Now, you can’t control what other drivers are doing, and given the information above, it doesn’t sound like they’re doing good things at all. But you can control what you’re doing in your car and how safely you’re driving. And that goes much, much farther than you might think. In fact, a full 50% of fatal crashes occur due to drivers leaving the roadway and crashing completely by themselves without any other vehicles involved. What does this mean for a careful driver?
It means that if you can follow the instructions above, along with a few others (e.g., using winter tires whenever temperatures are under 40 degrees), your chances of being involved in a single vehicle crash drop to almost zero. I won’t tell you that you’re guaranteed not to crash, because that’s not a guarantee any human can make. But I can tell you that your odds of being involved in a fatal crash by driving off the road or into a tree or telephone pole or house or cement barrier or off a bridge will be effectively zero, because it’s very hard to kill yourself while driving if you’re alert, attentive, sober, buckled in, and following the speed limit every single time you drive.
What about animals in the road, or medical conditions, or falling trees, or…?
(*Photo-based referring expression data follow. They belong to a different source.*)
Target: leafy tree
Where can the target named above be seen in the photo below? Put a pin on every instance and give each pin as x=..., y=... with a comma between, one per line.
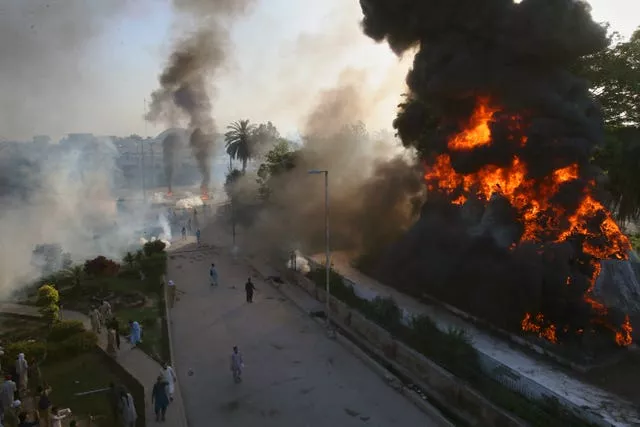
x=264, y=137
x=101, y=267
x=279, y=159
x=129, y=259
x=47, y=302
x=614, y=74
x=155, y=247
x=76, y=273
x=238, y=141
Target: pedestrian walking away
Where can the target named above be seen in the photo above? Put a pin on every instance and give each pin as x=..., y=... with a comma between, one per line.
x=213, y=275
x=160, y=398
x=22, y=370
x=249, y=288
x=170, y=378
x=171, y=291
x=128, y=414
x=236, y=365
x=136, y=333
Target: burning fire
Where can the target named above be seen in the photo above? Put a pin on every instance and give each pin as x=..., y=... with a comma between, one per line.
x=533, y=200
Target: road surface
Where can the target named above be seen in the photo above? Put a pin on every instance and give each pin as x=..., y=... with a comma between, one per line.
x=294, y=376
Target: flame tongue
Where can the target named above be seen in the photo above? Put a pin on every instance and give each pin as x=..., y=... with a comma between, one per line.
x=542, y=220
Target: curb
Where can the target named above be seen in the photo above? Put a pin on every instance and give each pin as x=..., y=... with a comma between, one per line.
x=390, y=380
x=167, y=315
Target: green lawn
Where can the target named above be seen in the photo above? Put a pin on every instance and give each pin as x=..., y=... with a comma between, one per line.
x=86, y=372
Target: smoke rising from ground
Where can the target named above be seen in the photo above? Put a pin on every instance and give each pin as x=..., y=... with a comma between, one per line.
x=374, y=186
x=186, y=82
x=57, y=194
x=43, y=44
x=519, y=55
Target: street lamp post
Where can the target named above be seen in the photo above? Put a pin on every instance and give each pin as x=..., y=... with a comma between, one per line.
x=326, y=242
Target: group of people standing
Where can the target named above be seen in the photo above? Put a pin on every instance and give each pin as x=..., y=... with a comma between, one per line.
x=13, y=412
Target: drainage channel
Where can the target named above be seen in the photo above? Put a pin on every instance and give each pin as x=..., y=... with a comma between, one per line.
x=406, y=381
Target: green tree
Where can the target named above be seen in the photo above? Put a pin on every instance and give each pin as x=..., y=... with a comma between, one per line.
x=129, y=259
x=47, y=302
x=238, y=141
x=75, y=273
x=614, y=74
x=279, y=159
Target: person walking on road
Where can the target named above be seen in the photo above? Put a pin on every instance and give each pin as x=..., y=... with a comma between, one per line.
x=136, y=333
x=236, y=365
x=249, y=288
x=96, y=321
x=160, y=398
x=170, y=378
x=213, y=275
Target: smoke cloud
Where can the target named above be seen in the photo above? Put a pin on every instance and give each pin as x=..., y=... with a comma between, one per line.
x=513, y=247
x=60, y=194
x=43, y=48
x=373, y=182
x=185, y=83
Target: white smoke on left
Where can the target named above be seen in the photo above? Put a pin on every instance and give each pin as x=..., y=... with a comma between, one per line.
x=61, y=194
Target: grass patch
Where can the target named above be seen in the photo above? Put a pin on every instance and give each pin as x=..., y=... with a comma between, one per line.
x=450, y=349
x=85, y=373
x=81, y=369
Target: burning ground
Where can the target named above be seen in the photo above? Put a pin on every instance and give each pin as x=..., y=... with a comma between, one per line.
x=514, y=228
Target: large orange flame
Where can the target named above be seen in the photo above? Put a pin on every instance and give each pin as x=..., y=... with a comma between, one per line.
x=532, y=200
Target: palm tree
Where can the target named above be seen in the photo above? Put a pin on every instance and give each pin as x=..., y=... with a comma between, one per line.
x=238, y=141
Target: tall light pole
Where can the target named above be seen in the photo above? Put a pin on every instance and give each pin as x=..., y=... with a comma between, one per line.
x=326, y=243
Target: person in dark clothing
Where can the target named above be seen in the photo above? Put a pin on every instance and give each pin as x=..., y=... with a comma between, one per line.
x=115, y=325
x=24, y=423
x=249, y=288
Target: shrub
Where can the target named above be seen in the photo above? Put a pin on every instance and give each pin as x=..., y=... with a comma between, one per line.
x=71, y=347
x=152, y=248
x=385, y=312
x=154, y=266
x=101, y=267
x=65, y=329
x=48, y=298
x=31, y=349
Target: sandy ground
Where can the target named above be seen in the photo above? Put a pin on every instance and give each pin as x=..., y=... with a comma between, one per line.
x=294, y=375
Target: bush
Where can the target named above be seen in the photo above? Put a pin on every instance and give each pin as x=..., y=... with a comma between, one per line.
x=48, y=298
x=152, y=248
x=30, y=349
x=73, y=346
x=154, y=266
x=101, y=267
x=385, y=312
x=65, y=329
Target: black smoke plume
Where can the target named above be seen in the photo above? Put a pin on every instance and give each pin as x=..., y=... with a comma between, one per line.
x=519, y=55
x=170, y=145
x=185, y=83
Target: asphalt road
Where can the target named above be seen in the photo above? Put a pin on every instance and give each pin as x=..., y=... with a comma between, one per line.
x=294, y=376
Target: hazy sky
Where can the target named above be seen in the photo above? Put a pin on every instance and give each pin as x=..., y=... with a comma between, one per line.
x=61, y=74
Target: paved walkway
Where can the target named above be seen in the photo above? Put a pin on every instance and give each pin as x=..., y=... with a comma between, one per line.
x=294, y=376
x=614, y=410
x=135, y=361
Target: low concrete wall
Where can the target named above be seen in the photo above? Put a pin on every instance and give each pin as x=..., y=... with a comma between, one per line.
x=133, y=385
x=448, y=391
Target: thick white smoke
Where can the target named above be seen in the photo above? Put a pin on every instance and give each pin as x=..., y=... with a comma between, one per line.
x=64, y=195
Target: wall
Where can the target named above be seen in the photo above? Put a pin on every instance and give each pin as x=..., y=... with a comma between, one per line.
x=448, y=391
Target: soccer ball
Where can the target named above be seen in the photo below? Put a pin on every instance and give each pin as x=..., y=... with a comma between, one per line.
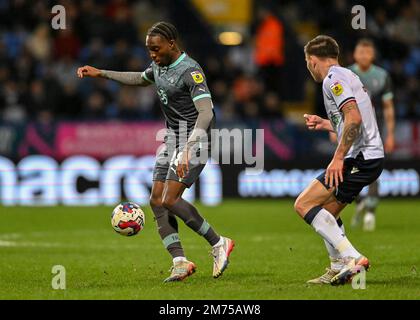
x=127, y=219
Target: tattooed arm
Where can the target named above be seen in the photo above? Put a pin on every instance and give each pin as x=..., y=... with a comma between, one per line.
x=351, y=131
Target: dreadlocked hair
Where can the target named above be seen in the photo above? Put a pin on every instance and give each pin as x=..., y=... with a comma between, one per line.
x=164, y=29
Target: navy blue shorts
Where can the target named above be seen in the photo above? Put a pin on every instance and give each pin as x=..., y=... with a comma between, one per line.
x=357, y=174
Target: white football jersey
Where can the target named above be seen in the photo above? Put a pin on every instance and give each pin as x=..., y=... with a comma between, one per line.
x=339, y=87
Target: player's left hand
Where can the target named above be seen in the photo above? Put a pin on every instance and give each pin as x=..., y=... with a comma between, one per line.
x=389, y=144
x=183, y=166
x=334, y=173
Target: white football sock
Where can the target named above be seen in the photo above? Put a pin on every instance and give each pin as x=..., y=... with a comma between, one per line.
x=335, y=256
x=220, y=242
x=179, y=259
x=325, y=224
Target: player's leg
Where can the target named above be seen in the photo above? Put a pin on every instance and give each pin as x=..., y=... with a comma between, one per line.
x=172, y=200
x=166, y=220
x=336, y=261
x=370, y=204
x=309, y=205
x=221, y=246
x=360, y=211
x=168, y=231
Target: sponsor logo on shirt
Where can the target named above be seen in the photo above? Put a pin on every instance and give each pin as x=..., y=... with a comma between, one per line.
x=197, y=76
x=337, y=88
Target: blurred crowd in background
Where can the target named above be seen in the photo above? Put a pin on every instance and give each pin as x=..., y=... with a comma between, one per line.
x=257, y=78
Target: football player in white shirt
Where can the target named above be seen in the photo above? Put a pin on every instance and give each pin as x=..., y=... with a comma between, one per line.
x=357, y=161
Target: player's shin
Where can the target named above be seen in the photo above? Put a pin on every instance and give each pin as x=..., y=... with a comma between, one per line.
x=325, y=225
x=335, y=256
x=189, y=214
x=168, y=231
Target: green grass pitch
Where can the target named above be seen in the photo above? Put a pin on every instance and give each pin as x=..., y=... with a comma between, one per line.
x=276, y=252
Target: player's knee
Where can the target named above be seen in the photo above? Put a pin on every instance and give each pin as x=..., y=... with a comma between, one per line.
x=300, y=207
x=155, y=201
x=169, y=201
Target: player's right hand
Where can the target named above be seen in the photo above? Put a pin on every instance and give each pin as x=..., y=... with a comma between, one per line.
x=88, y=71
x=313, y=122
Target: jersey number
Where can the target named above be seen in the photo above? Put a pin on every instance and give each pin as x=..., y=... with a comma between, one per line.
x=162, y=96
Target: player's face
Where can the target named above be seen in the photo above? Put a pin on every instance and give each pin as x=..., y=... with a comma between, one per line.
x=311, y=64
x=160, y=50
x=364, y=55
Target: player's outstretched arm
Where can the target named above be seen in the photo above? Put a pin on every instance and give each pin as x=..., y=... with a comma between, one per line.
x=129, y=78
x=204, y=107
x=351, y=131
x=314, y=122
x=389, y=115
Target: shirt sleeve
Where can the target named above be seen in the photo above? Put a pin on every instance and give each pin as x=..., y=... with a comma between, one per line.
x=196, y=83
x=339, y=90
x=148, y=74
x=387, y=93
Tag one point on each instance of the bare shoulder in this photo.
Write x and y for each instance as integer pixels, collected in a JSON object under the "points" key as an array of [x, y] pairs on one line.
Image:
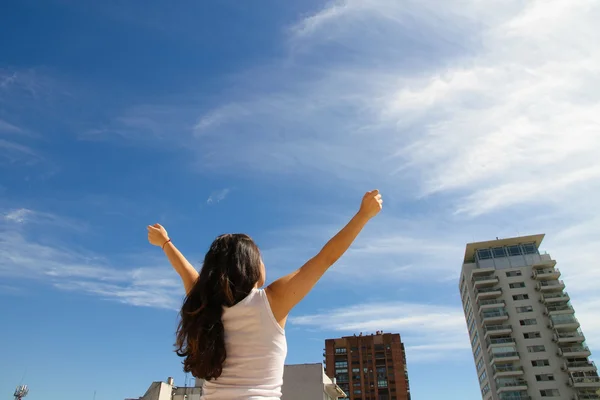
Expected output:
{"points": [[276, 306]]}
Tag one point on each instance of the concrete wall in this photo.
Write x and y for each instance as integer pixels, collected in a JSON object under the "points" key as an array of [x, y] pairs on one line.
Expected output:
{"points": [[303, 382]]}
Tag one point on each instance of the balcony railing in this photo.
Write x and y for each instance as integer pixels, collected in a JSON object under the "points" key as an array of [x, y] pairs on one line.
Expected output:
{"points": [[562, 351], [507, 354], [492, 341], [565, 307], [587, 396], [550, 285], [546, 273], [491, 302], [506, 368], [574, 365], [515, 397], [563, 322], [549, 296], [480, 278], [492, 328], [585, 379], [576, 336], [494, 314], [514, 383], [488, 290]]}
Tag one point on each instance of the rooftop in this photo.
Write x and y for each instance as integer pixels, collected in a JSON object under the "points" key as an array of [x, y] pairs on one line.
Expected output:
{"points": [[472, 247]]}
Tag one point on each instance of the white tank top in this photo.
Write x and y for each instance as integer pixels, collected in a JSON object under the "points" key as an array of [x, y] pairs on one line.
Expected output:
{"points": [[256, 350]]}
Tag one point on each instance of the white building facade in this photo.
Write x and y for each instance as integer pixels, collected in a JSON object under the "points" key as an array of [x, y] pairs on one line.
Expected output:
{"points": [[527, 343], [308, 382], [300, 382]]}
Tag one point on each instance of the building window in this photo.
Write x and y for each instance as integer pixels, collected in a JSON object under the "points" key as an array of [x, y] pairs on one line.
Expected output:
{"points": [[532, 335], [528, 321], [549, 393], [485, 389], [484, 254], [524, 309], [482, 377], [540, 363], [536, 349], [514, 250], [529, 248], [477, 351], [474, 341], [479, 364], [544, 377], [499, 252]]}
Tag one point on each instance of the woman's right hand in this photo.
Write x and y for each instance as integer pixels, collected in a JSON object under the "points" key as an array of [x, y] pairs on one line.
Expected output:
{"points": [[157, 235], [371, 204]]}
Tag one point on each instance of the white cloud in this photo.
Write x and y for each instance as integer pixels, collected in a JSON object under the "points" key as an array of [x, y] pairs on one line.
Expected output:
{"points": [[7, 127], [68, 269], [217, 196], [19, 215], [431, 332]]}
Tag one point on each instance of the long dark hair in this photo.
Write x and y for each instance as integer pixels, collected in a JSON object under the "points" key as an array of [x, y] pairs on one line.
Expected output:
{"points": [[232, 267]]}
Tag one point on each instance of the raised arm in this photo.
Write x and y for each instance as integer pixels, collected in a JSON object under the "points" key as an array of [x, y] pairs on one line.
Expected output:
{"points": [[158, 236], [289, 290]]}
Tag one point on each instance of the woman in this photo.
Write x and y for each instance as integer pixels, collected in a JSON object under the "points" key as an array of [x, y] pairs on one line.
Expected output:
{"points": [[231, 332]]}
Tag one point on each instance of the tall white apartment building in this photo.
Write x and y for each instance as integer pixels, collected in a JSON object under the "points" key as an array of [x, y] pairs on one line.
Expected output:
{"points": [[526, 341]]}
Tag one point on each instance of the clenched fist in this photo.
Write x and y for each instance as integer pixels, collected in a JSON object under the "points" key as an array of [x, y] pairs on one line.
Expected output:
{"points": [[157, 235], [371, 204]]}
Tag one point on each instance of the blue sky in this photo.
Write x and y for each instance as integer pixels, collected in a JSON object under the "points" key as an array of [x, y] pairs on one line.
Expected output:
{"points": [[273, 118]]}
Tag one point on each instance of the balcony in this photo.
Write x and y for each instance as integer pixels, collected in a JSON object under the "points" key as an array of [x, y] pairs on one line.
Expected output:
{"points": [[574, 351], [544, 262], [568, 337], [484, 281], [559, 309], [511, 396], [553, 298], [586, 395], [546, 274], [491, 303], [507, 357], [488, 293], [494, 317], [507, 370], [497, 330], [563, 323], [511, 385], [550, 286], [499, 341], [579, 366], [584, 382]]}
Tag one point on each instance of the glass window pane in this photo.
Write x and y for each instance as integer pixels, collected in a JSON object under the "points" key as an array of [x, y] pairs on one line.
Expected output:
{"points": [[484, 254], [499, 252], [514, 250]]}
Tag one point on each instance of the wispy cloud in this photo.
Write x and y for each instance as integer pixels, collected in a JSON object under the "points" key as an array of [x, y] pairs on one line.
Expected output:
{"points": [[217, 196], [86, 272], [433, 332], [7, 127]]}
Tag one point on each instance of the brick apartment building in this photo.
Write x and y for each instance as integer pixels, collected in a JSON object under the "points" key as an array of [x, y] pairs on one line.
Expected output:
{"points": [[368, 367]]}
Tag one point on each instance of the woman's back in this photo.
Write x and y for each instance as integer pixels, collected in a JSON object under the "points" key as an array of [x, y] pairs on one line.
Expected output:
{"points": [[230, 332], [256, 350]]}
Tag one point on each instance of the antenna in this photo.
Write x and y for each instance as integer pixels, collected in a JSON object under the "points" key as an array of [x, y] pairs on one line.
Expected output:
{"points": [[20, 392]]}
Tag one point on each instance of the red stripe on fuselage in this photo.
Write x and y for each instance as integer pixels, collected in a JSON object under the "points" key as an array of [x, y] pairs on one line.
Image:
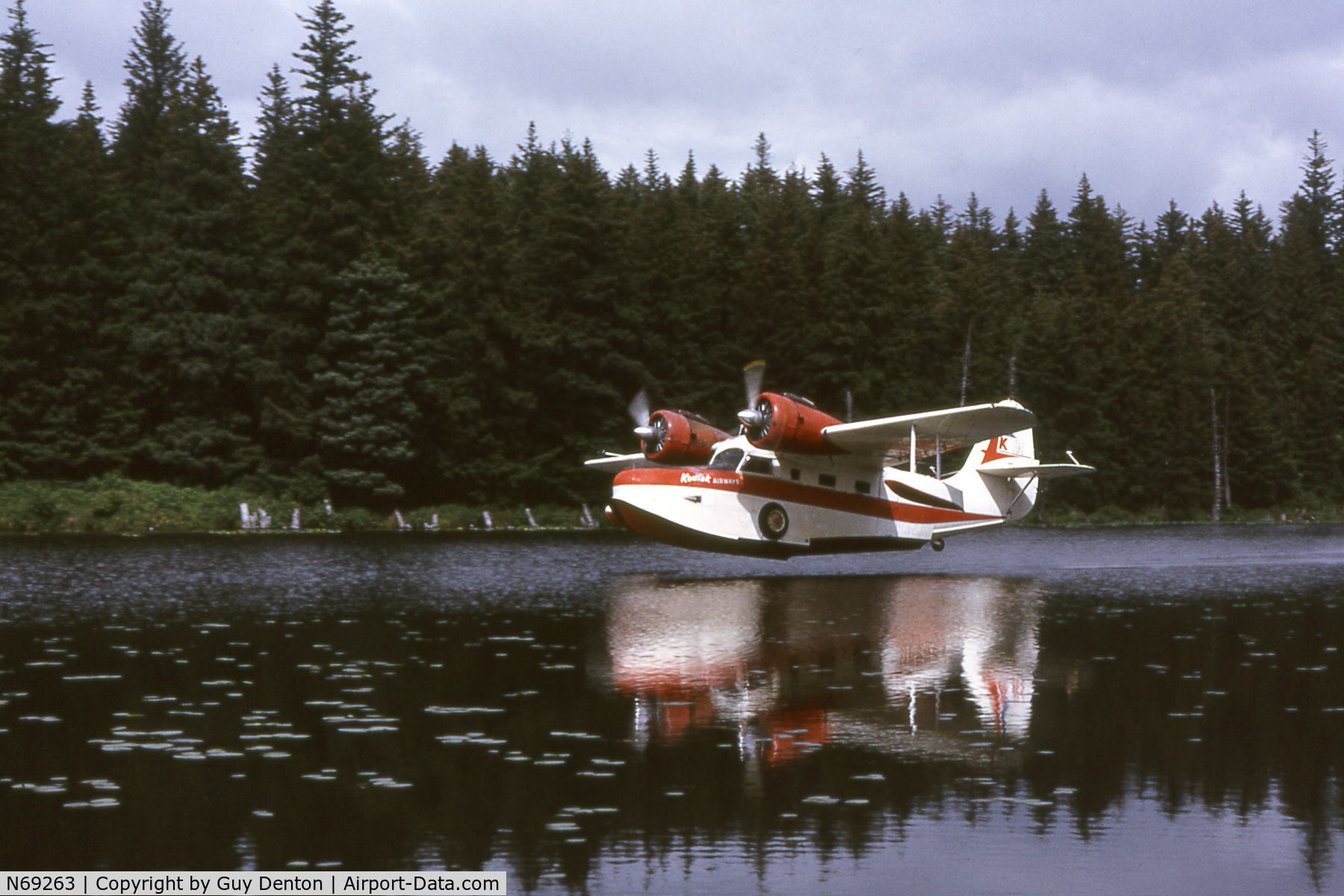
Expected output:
{"points": [[771, 488]]}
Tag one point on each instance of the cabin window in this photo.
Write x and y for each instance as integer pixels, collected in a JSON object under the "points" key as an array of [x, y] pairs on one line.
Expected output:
{"points": [[759, 465], [727, 460]]}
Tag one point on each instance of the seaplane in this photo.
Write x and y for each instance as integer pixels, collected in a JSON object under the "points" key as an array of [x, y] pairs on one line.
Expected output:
{"points": [[797, 481]]}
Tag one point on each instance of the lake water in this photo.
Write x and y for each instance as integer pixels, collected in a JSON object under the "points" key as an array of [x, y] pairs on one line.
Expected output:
{"points": [[1101, 711]]}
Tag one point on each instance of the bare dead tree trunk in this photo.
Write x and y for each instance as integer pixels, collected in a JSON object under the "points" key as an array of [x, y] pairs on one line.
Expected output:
{"points": [[965, 366], [1228, 465], [1218, 455]]}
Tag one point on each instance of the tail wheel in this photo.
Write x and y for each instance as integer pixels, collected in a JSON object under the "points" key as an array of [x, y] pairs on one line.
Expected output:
{"points": [[773, 520]]}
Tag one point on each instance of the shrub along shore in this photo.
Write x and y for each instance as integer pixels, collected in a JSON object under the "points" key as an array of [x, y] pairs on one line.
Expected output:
{"points": [[117, 505]]}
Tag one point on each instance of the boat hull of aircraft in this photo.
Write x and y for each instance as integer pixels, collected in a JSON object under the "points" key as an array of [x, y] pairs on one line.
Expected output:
{"points": [[754, 514]]}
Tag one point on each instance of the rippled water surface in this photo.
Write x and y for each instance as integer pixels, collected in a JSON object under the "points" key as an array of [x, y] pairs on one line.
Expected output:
{"points": [[1108, 711]]}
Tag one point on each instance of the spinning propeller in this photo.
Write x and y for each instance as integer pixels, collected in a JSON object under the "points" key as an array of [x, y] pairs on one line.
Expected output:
{"points": [[651, 430], [759, 413]]}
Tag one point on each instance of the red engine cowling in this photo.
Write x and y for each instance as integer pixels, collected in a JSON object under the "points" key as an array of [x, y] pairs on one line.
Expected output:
{"points": [[680, 438], [788, 423]]}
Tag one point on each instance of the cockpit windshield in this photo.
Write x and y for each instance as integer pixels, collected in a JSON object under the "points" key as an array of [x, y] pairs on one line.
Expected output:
{"points": [[726, 460]]}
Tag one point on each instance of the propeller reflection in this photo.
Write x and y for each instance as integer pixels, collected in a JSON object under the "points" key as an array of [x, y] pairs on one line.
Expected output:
{"points": [[929, 664]]}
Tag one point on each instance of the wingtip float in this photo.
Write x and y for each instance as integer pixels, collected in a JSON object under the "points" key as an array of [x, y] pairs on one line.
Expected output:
{"points": [[797, 481]]}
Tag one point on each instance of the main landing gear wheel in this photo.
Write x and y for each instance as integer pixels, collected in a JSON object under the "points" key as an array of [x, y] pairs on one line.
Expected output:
{"points": [[773, 520]]}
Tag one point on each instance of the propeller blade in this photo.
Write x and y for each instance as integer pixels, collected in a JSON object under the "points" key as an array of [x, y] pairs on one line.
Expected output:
{"points": [[638, 408], [752, 376]]}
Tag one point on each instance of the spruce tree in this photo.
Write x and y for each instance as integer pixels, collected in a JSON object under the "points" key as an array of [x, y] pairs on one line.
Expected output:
{"points": [[183, 317], [60, 411]]}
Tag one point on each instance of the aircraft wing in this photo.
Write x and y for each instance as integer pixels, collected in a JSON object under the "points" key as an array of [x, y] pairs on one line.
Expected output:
{"points": [[889, 437], [615, 462]]}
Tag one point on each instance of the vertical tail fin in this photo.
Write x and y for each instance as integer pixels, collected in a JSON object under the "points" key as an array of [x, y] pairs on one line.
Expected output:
{"points": [[1006, 497]]}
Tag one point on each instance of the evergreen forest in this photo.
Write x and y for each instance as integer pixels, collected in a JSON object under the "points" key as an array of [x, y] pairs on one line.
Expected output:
{"points": [[320, 309]]}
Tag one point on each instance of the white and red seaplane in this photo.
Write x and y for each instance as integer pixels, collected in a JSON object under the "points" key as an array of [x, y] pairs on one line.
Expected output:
{"points": [[796, 480]]}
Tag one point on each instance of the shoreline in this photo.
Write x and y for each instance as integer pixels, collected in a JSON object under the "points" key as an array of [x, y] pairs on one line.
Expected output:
{"points": [[119, 507]]}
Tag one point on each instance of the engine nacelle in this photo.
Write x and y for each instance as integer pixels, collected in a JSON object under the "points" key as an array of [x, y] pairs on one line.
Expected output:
{"points": [[680, 438], [789, 423]]}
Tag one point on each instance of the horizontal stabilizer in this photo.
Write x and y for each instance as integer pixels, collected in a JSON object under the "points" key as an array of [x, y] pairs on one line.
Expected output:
{"points": [[613, 462], [1012, 467]]}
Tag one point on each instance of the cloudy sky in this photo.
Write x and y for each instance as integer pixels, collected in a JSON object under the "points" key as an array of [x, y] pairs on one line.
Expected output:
{"points": [[1154, 100]]}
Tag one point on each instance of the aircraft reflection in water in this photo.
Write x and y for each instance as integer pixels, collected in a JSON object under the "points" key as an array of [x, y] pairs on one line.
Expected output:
{"points": [[924, 664]]}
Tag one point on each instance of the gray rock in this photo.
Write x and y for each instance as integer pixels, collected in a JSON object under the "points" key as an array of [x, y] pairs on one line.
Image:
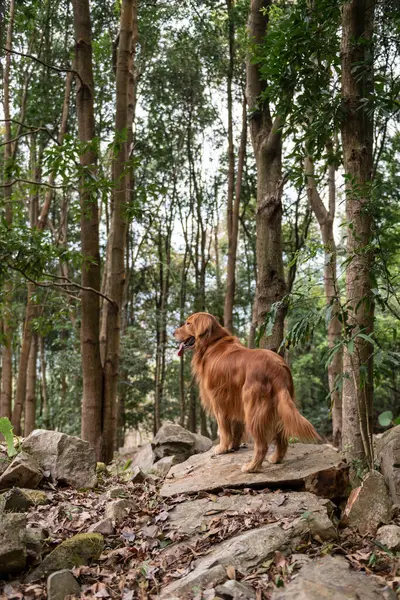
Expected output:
{"points": [[369, 505], [194, 516], [79, 550], [69, 459], [388, 455], [163, 466], [137, 475], [243, 552], [315, 468], [24, 471], [235, 590], [331, 578], [389, 536], [35, 537], [12, 543], [105, 527], [118, 510], [14, 500], [61, 584]]}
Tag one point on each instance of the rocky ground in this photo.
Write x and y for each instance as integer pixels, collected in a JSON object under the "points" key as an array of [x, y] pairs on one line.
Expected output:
{"points": [[174, 522]]}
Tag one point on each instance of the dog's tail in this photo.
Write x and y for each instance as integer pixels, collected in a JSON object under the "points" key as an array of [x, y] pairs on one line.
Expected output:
{"points": [[292, 422]]}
It’s true that there are always random and tragic deaths that affect people each year while driving, even in single vehicle crash situations. I once profiled a case where an unfortunate lady was killed by a loose trailer tire from a passing vehicle in a different lane that happened to bounce her way and crashed through her windshield. The only way such a death could have been prevented (besides by the driver not being in that precise and unfortunate location at that instant) would have been by the trailer tire having been affixed more securely to its axle. However, statistically, these kinds of events are quite rare, and while it’s impossible to insure against every possibility, the steps above do still come into play for reducing your risks of death while driving in a wide range of situations.